A Generalized Version of Chung's Lemma and its Applications
Li Jiang, Xiao Li, Andre Milzarek, Junwen Qiu
TL;DR
This work introduces a generalized Chung's Lemma that accommodates a broad class of step-size rules by analyzing a recursion of the form $a_{k+1}\le(1-1/s(b_k))a_k+1/t(b_k)$ with convex rate mappings $r=b\mapsto s(b)/t(b)$. Leveraging this tool, the authors derive non-asymptotic convergence rates for stochastic gradient methods under the $(\theta,\mu)$-Polyak-Lojasiewicz condition for exponential, cosine, constant, and polynomial step sizes, with both SGD and random reshuffling. A key contribution is the splitting technique and an extension lemma that enable handling non-polynomial schedules and partial applicability across iterates, leading to rates that are explicit in the PL exponent $\theta$ and adapt to landscape and gradient-noise characteristics, notably showing exponential steps achieve landscape and noise adaptivity. The results unify and extend existing non-asymptotic analyses, providing practical rate bounds and insights into step-size design for stochastic optimization in nonconvex settings. This framework offers a systematic approach to certify convergence rates under general step-size dynamics, with clear implications for algorithmic tuning in large-scale learning problems.
Abstract
Chung's Lemma is a classical tool for establishing asymptotic convergence rates of (stochastic) optimization methods under strong convexity-type assumptions and appropriate polynomial diminishing step sizes. In this work, we develop a generalized version of Chung's Lemma, which provides a simple non-asymptotic convergence framework for a more general family of step size rules. We demonstrate broad applicability of the proposed generalized lemma by deriving tight non-asymptotic convergence rates for a large variety of stochastic methods.

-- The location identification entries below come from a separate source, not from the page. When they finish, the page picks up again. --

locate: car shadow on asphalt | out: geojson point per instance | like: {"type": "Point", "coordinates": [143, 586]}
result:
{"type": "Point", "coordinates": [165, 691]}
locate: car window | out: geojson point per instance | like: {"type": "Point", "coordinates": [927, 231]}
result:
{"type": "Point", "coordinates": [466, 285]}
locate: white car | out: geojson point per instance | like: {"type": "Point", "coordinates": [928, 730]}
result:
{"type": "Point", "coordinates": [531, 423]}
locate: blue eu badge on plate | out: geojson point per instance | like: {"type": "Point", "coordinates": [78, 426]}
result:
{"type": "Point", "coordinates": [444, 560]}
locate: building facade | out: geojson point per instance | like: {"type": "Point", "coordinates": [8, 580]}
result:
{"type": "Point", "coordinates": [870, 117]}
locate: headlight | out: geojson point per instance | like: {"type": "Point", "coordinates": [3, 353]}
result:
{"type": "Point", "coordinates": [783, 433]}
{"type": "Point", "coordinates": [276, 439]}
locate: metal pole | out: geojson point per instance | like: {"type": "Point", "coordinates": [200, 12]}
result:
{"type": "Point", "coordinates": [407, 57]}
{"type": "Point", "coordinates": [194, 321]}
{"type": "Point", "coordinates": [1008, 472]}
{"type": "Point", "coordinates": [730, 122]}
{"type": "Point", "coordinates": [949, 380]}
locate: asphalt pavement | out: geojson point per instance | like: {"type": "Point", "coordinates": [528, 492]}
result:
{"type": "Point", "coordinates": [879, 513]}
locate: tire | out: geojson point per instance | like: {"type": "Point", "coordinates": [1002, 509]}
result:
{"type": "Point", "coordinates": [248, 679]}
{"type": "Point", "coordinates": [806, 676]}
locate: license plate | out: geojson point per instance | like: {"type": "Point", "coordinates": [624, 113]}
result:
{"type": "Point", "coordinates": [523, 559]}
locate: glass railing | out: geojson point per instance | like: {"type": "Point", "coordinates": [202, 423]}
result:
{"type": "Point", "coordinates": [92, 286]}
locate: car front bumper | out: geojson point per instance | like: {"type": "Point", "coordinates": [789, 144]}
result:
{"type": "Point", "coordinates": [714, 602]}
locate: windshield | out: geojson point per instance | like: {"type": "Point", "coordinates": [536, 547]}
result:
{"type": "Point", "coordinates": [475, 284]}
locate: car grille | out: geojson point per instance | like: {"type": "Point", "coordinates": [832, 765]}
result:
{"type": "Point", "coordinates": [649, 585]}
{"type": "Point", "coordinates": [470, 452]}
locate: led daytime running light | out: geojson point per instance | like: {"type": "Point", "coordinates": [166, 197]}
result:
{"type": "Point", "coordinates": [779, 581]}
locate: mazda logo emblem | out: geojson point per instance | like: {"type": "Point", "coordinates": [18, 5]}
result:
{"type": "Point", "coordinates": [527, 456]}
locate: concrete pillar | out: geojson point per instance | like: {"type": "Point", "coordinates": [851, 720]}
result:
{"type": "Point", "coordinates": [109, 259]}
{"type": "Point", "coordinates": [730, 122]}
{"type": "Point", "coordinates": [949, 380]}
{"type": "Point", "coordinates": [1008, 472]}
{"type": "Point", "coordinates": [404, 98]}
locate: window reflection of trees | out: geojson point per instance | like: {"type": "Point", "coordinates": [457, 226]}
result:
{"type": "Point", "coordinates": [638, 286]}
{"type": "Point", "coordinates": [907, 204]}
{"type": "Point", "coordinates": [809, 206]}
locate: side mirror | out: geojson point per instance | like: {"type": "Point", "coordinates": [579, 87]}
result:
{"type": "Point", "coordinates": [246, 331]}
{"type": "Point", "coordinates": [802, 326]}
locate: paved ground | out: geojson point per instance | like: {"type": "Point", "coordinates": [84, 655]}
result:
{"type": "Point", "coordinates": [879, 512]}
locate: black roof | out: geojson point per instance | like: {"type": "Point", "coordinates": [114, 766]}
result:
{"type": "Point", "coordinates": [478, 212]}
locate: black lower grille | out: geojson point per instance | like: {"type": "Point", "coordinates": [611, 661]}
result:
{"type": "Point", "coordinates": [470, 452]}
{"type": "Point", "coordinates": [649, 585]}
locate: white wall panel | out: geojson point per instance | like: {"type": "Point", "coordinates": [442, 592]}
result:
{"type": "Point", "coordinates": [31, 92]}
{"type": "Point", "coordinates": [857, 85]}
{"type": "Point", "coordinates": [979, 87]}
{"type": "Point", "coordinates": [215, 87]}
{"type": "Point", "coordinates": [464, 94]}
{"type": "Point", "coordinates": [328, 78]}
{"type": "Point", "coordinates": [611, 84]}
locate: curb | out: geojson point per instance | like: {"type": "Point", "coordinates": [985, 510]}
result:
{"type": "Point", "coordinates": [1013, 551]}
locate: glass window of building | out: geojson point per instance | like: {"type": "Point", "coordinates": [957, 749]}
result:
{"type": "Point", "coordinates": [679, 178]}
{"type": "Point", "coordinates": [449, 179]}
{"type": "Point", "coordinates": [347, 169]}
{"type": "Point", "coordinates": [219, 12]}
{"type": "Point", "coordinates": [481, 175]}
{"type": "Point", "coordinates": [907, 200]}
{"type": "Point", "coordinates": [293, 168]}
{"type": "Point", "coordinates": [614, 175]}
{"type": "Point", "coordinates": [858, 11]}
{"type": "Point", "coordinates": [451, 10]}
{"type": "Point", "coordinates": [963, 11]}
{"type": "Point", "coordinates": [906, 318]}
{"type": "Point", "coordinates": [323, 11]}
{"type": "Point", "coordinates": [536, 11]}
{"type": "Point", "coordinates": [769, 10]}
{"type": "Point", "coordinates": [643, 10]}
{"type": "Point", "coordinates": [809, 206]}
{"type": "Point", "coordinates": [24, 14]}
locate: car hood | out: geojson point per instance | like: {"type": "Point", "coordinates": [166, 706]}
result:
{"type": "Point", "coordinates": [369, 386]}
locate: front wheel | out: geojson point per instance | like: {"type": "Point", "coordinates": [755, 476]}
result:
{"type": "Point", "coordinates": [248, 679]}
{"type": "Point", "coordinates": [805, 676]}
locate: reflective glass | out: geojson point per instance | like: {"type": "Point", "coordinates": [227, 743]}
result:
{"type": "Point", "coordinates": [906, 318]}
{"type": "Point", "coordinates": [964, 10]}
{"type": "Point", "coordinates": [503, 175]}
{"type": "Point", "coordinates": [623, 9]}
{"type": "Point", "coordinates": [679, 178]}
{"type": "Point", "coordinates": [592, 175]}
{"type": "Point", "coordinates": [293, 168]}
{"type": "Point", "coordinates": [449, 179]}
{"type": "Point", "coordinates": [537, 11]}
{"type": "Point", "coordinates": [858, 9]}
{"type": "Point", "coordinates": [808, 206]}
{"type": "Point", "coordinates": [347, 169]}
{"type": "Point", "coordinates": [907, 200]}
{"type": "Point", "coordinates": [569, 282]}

In particular, we obtain partially new non-asymptotic complexity results for stochastic optimization methods, such as Stochastic Gradient Descent (SGD) and Random Reshuffling (RR), under a general $(θ,μ)$-Polyak-Lojasiewicz (PL) condition and for various step sizes strategies, including polynomial, constant, exponential, and cosine step sizes rules. Notably, as a by-product of our analysis, we observe that exponential step sizes exhibit superior adaptivity to both landscape geometry and gradient noise; specifically, they achieve optimal convergence rates without requiring exact knowledge of the underlying landscape or separate parameter selection strategies for noisy and noise-free regimes. Our results demonstrate that the developed variant of Chung's Lemma offers a versatile, systematic, and streamlined approach to establish non-asymptotic convergence rates under general step size rules.